Thomas Bates didn’t like variety. He worked at the same job for forty-five years, and whenever a new worker tried to call him Tom, Thomas set the fellow straight. “Name’s Thomas. Always has been, always will be.”
After Thomas’s reluctant retirement, Marsha, put meals on the table at the same times every day, and they ate a revolving menu that never varied from week to week. Bedtime, rising, chores, outings, golf—always at the same times and same places, year after year. Whenever one of their television shows was cancelled or changed time slots, it took Thomas half the season to adjust.
Every weekend since their two children had left home and moved to different states, they’d eaten with the Millers, their next-door neighbors, on Saturday nights, alternating weekends at each house. If a holiday or the Millers’ vacation interrupted the schedule, Marsha set the table for four and made a toast to their missing guests. And then—tragedy. Their good dinner buddies, also retired people, pulled up stakes and moved to a retirement villa in Florida. Thomas was… Well, you can imagine.
The Millers called, e-mailed, and sent cards inviting Thomas and Marsha to visit. “It’s green and warm, and there are lovely places to visit. We’ll take you to our favorite lunch spot, right on the beach, for seafood,” they said.
Whenever Marsha showed him the invitations or brought up the subject of visiting their very best friends, Thomas shook his head as if repelling a pesky mosquito. But every Saturday evening he sat at the table with such a forlorn look on his face that Marsha made plans on her own. She purchased airline tickets and arranged the visit with the Millers. Her husband couldn’t refuse to go.

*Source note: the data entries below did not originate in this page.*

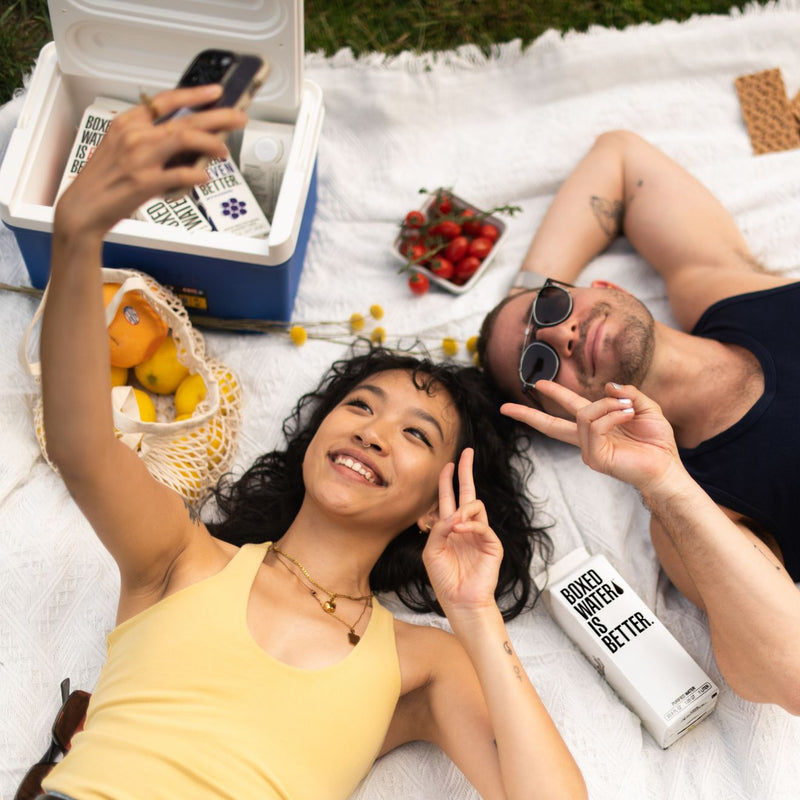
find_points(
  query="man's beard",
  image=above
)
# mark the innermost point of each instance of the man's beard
(633, 347)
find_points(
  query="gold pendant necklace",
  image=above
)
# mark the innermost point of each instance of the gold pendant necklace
(329, 605)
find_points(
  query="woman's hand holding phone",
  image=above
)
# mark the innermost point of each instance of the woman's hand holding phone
(132, 163)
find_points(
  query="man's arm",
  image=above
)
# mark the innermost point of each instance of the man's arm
(752, 604)
(625, 186)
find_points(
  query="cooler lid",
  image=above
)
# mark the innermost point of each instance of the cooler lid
(155, 40)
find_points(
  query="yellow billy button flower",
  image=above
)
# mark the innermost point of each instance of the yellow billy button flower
(449, 346)
(298, 334)
(356, 322)
(378, 336)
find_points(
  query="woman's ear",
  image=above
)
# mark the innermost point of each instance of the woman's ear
(428, 520)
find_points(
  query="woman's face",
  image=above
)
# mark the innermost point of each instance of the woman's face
(377, 456)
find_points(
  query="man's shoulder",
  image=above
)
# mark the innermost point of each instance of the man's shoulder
(692, 298)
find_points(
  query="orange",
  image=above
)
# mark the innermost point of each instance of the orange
(162, 372)
(119, 376)
(136, 331)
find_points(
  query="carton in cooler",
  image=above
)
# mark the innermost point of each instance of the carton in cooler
(118, 50)
(228, 202)
(262, 160)
(628, 645)
(181, 213)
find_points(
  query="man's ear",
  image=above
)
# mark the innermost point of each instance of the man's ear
(607, 285)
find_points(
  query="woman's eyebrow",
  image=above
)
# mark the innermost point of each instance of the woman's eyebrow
(418, 412)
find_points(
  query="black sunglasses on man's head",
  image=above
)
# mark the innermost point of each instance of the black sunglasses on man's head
(551, 306)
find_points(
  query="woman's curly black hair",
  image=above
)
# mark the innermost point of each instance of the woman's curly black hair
(263, 503)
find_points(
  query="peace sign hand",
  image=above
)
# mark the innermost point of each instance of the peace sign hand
(463, 554)
(623, 434)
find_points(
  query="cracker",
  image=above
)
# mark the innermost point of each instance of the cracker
(770, 122)
(795, 106)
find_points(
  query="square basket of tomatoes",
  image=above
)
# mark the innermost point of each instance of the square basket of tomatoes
(449, 242)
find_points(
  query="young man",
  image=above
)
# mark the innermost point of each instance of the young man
(727, 382)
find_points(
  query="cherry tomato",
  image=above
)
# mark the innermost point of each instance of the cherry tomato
(470, 225)
(418, 252)
(480, 247)
(418, 283)
(489, 231)
(448, 228)
(414, 219)
(457, 249)
(442, 267)
(467, 267)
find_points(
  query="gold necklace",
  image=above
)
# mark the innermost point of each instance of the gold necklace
(329, 605)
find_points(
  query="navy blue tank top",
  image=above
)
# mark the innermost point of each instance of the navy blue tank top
(753, 467)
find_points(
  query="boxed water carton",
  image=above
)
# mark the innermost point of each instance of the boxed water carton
(628, 645)
(180, 213)
(118, 50)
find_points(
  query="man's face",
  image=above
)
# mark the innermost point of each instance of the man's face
(609, 336)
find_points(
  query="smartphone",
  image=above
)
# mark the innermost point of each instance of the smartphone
(241, 76)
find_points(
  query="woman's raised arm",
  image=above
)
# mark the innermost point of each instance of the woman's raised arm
(142, 523)
(489, 718)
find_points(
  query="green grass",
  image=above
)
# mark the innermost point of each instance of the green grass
(390, 26)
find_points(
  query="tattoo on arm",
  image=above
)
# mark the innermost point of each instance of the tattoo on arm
(516, 667)
(609, 214)
(194, 514)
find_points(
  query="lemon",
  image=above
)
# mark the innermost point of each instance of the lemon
(189, 393)
(119, 375)
(147, 409)
(162, 372)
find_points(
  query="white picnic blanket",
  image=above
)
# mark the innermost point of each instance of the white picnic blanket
(504, 129)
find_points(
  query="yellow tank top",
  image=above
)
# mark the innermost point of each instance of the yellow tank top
(189, 706)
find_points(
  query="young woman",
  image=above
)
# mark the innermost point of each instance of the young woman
(269, 669)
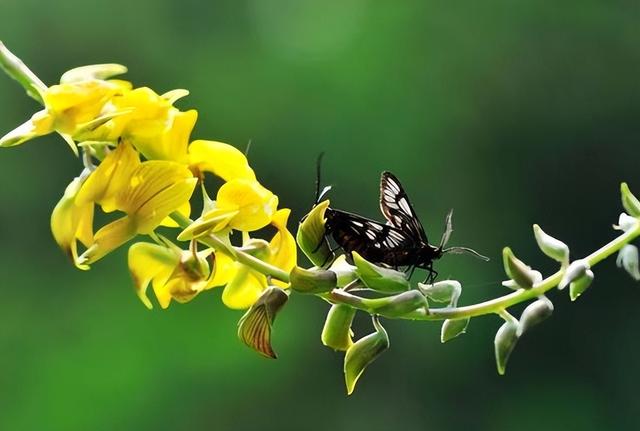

Part of his routine involved never wasting money.
Thomas spent a whole week sleeping in a strange bed, eating new cuisine, and experiencing new places. The four friends dipped their feet in the ocean, ate key lime pie during the afternoon, saw an amazing sea turtle, and laughed a lot.
On the Saturday evening after their return from Florida, Marsha made dinner and set the table in their accustomed way. Thomas frowned when he looked at the extra table settings.
“We should ask the new neighbors over one night,” he said. “After all, we deserve a little variety in life.”